Everyone was caught up in the excitement of the rally. We were bombarded by bullish stories every second of the day. Market action was hypnotizing. That’s why it’s so important to mentally prep for a market pullback before stocks start to fall off a cliff. Many investors talk a big game. But when the market begins to move against them, they’re paralyzed with fear. They hold onto positions they should have sold and are left with bigger than expected losses.
It’s not surprising that Monday’s 4% plunge felt like the end of the world. I don’t have to remind you of the historically low volatility we enjoyed in 2017. These pleasant market conditions warped our brains to the point where we didn’t have to hope stocks would shoot higher on any given day — we expected it!
Judging by the action we’ve witnessed in the markets over the past week, the smooth ride is over.
Welcome to the new normal: A stock market that goes down every once in a while.
“It may not feel like the end of an era because markets have been so calm in recent years, but these types of selloffs should be expected in the stock market from time to time,” Ben Carlson writes over at Bloomberg. “The S&P 500 is now down a little less than 10 percent from its all-time closing high on Jan. 26. This certainly could lead to a bear market in stocks, but investors have to remember that every time stocks fall it doesn’t mean the world is coming to an end. There have been market corrections in both secular bull and bear markets alike historically.”

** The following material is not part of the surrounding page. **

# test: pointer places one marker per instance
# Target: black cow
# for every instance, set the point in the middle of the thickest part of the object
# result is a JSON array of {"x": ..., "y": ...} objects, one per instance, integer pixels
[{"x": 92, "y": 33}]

These big market moves are bound to happen more often than you think:
The numbers don’t lie. As you can see, these 2% losses happen an average of five times a year. And up until last week, The S&P 500 hadn’t posted a 3% decline since November 2016. We probably won’t see another streak like that for a long, long time.
For now, we need to concentrate on adapting to new market conditions. Futures are stuck in the red this morning after yesterday’s big rebound. We’ll need to watch how the market digests this bounce and plan accordingly.